Monday, December 19, 2011

LZ4 into Hadoop-MapReduce

 After a very fast evaluation, LZ4 has been recently integrated into the Apache project Hadoop - MapReduce.

This is an important news, since, in my humble opinion, Hadoop is among the most advanced and ambitious projects to date (an opinion which is shared by some). It also serves as an excellent  illustration of LZ4 usage, as an in-memory compression algorithm for big server applications.

But first, a few words on Hadoop.
By 2005, Google shook the IT world by presenting Big Table, its home-grown distributed database with eventual consistency, able to store virtually the entire web and queries it. BigTable was built on top of Google FS, a virtual file system covering the entire planet, tens of thousands of computers distributed in hundreds of datarooms all over the world, as if it was a single massive one. This limitless amount of stored data could then be processed in parallel, typically for query preparation, thanks to the MapReduce framework, which allows to process petabytes of data in a small amount of time (if you can afford the number of servers necessary for that).

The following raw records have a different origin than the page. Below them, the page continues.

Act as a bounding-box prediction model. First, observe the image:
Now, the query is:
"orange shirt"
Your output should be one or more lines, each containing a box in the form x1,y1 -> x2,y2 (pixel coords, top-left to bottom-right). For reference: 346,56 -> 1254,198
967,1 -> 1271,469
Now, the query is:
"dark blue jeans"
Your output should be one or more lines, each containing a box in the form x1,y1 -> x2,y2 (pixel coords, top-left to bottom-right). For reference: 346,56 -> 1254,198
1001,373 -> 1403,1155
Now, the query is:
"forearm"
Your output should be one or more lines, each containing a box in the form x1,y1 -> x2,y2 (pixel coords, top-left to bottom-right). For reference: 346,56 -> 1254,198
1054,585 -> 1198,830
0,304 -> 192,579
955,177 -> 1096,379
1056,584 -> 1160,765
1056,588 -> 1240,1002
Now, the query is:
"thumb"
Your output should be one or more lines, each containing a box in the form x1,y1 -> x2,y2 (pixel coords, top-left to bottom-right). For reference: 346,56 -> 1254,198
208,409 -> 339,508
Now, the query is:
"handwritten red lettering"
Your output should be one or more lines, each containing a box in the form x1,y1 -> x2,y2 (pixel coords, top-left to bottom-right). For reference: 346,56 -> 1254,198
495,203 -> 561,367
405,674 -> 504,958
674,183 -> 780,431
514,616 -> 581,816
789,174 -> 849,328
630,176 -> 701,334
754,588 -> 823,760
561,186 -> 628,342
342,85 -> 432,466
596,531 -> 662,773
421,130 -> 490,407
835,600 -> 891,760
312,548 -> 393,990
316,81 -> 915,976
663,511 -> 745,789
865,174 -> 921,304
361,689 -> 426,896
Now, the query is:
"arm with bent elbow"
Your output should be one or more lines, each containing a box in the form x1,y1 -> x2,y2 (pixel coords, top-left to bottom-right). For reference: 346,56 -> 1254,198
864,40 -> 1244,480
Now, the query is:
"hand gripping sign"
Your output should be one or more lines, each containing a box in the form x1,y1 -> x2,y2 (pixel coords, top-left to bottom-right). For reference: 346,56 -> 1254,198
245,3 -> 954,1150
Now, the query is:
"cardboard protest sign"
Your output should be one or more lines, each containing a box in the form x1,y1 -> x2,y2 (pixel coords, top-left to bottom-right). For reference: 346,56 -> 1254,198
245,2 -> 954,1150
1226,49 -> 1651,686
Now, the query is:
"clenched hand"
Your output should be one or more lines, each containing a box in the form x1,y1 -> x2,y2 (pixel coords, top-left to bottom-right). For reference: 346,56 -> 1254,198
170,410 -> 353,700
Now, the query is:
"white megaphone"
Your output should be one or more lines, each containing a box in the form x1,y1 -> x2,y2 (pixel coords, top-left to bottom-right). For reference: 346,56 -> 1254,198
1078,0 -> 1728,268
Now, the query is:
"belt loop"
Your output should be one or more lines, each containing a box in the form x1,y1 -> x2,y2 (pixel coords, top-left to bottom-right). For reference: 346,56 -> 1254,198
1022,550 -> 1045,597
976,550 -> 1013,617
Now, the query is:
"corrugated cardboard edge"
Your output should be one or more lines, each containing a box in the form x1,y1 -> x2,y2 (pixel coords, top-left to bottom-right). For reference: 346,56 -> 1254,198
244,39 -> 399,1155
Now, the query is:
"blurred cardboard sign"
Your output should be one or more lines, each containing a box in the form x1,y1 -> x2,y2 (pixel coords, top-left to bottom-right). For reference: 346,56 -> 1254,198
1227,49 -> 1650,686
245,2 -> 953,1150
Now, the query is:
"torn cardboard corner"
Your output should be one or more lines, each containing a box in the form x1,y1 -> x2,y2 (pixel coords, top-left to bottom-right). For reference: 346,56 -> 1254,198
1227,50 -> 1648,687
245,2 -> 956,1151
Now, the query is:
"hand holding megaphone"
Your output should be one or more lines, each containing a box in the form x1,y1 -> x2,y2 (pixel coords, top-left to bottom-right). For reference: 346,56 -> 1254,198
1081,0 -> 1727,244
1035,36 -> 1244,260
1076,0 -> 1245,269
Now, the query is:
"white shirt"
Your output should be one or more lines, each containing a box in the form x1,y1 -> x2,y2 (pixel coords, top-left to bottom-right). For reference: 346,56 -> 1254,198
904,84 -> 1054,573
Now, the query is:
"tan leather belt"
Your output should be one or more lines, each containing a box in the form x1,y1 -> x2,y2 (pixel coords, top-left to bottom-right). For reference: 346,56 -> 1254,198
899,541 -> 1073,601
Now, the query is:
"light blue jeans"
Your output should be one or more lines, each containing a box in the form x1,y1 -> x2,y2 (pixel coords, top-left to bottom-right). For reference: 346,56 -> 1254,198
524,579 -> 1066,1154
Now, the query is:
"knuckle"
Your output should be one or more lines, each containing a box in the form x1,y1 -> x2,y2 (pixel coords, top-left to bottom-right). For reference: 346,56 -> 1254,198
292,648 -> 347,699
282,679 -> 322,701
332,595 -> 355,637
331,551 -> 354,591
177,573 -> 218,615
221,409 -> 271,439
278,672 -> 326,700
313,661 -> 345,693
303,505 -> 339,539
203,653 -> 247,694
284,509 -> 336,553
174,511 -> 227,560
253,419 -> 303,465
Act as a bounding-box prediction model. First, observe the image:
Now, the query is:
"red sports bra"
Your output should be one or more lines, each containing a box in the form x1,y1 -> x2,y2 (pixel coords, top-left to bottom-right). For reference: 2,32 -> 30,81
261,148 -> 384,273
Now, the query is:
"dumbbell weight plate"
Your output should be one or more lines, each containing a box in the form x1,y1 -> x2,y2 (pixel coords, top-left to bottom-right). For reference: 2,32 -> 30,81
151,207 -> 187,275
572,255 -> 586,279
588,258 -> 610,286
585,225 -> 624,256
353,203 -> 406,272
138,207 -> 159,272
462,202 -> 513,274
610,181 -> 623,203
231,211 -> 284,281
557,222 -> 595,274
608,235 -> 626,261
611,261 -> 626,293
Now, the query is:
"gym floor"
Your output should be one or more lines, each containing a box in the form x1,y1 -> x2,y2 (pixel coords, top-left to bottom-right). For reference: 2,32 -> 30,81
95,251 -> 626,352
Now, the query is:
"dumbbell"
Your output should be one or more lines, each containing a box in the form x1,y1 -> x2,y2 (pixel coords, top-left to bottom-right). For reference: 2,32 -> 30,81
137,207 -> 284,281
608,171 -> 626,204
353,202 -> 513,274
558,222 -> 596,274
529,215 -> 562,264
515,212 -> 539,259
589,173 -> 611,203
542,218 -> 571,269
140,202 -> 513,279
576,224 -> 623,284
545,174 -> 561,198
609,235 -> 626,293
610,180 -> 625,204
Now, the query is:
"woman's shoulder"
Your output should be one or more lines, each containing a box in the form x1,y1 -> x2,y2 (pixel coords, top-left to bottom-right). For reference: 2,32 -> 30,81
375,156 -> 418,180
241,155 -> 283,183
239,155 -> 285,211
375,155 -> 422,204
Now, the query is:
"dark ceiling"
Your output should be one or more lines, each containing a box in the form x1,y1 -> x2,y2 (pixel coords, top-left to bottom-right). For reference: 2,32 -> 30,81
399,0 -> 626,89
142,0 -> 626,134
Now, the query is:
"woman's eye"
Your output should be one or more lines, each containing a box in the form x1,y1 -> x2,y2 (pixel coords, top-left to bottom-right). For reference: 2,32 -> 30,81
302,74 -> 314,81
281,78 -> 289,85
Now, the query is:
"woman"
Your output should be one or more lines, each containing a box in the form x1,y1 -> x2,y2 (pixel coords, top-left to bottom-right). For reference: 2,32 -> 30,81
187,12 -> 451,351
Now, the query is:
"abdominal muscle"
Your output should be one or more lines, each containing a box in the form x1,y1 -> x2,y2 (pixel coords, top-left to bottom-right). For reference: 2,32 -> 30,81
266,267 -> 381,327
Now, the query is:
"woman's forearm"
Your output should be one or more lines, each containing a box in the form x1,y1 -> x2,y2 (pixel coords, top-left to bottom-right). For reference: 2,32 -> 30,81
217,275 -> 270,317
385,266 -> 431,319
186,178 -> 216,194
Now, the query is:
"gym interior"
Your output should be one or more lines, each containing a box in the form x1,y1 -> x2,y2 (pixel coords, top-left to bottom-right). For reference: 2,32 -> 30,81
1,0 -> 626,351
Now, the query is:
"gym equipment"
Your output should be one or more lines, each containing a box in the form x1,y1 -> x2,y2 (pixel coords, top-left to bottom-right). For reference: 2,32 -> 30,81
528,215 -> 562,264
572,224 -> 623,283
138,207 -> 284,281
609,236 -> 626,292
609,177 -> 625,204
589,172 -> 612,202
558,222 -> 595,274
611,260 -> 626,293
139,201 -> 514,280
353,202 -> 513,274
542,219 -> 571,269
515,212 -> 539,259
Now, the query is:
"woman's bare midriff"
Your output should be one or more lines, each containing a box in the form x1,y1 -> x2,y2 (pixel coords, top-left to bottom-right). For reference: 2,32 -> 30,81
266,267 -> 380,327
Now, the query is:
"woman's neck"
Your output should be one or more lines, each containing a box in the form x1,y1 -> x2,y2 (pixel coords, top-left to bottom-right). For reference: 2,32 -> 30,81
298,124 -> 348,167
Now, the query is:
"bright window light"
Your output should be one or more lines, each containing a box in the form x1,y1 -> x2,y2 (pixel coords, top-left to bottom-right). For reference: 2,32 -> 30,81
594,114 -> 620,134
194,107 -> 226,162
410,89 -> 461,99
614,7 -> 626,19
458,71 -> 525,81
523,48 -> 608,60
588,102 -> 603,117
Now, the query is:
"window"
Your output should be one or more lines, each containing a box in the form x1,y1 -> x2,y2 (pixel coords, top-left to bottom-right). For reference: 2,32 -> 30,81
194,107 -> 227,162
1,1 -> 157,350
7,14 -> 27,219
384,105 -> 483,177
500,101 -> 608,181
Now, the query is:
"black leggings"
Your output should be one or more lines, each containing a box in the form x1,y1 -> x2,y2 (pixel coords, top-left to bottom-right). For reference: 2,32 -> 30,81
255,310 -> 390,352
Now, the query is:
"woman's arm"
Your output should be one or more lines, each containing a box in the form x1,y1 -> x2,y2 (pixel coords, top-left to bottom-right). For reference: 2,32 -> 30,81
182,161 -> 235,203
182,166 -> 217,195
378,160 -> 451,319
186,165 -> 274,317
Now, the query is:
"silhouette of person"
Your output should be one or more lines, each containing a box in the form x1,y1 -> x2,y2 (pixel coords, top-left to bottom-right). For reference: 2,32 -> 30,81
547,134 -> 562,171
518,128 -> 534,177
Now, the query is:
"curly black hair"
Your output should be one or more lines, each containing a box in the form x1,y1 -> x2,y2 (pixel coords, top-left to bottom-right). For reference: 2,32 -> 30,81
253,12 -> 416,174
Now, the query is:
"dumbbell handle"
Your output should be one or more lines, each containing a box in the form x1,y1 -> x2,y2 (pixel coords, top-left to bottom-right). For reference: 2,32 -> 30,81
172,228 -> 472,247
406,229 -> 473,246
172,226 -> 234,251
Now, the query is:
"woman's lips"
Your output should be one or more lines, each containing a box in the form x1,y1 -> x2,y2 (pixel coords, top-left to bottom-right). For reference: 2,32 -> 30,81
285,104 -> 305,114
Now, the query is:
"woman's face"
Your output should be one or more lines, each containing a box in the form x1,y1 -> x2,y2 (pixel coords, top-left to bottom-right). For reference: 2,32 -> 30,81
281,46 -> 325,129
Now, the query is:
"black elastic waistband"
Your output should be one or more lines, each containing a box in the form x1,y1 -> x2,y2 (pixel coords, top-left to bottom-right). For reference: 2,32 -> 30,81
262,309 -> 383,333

At this very moment, Google stealed the crown of programmatic champion from Microsoft. It was now clear that they were setting the future. Although most of these technologies were already studied, it was the first time they were executed together and so well, at such a huge scale for commercially available products. This gave Google literally years of advance over the competition, since most of its Web products were based on these capabilities.

Since then, all other "big names" of IT, (namely Yahoo, Facebook, Amazon, IBM, Microsoft, Apple, etc.) have been willing to duplicate this architecture. The result of all these efforts finally converged into the open-source project Hadoop.
Hadoop now has most of the capabilities presented in 2005 by Google, including a Distributed File storage system (HDFS), a distributed Database (HBase), and the same distributed-computing framework as Google, MapReduce.

So, where does that leave any place for LZ4 ?
Well, in such architecture, compression is used as a performance enabler.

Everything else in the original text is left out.